Mari shrugged. ‘Who knows? God knows who I’m related to. I’d never go with a local lad. For all I know, he could be my half-brother.’

‘D’you ever see your mother?’

‘Not a word in all these years. She might be shacked up with some man. I might have half-sisters and half-brothers I’ll never know. She might be flogging her assets on the streets.’ She fell silent, looking inward. ‘I’m eighteen. She’s only thirty-four, if she’s not dead.’

‘You could try to find her. The Sally Army finds lots of missing people.’

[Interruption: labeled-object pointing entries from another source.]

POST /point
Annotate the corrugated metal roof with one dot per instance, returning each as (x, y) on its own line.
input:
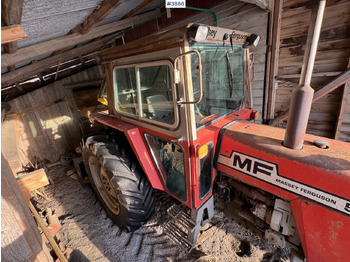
(43, 20)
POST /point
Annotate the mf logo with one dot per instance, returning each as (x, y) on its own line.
(249, 165)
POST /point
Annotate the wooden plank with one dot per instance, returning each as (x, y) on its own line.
(272, 63)
(20, 238)
(31, 181)
(11, 14)
(138, 8)
(263, 4)
(30, 52)
(321, 74)
(345, 93)
(33, 69)
(338, 81)
(12, 33)
(103, 10)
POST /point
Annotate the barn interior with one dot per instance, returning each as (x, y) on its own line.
(51, 77)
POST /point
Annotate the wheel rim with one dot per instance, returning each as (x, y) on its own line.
(104, 186)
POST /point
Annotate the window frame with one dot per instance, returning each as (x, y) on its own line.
(159, 164)
(139, 114)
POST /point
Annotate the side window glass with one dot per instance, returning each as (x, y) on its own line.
(125, 88)
(206, 173)
(156, 93)
(169, 158)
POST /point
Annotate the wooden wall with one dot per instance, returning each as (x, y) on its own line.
(20, 237)
(332, 58)
(242, 16)
(48, 123)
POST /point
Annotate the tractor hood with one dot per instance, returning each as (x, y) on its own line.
(254, 153)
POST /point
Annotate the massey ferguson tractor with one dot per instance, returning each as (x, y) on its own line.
(180, 120)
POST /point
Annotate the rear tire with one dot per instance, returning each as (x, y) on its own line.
(118, 181)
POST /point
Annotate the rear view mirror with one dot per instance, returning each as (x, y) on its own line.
(177, 75)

‘Why should I want to? I don’t expect she’s got anything I might want after all this time.’

‘You make life sound terribly bleak.’

‘I learned how bleak it is before I could think properly. It’ll take you a lot longer to find out the same.’

‘You’re depressing me.’

‘You should grow up a bit, then!’ Mari snapped. ‘Is there anything else you want to know?’ She looked at her watch, a thin gold disc on a gold bracelet. ‘My eighteenth birthday present from my kind employers, in case your little copper’s mind is thinking otherwise. And it’ll be their teatime soon.’

‘There’s a lot I want to ask you, actually, such as how Mr and Mrs Elis get on together.’

‘Same as most married people, I suppose. Good days and bad days.’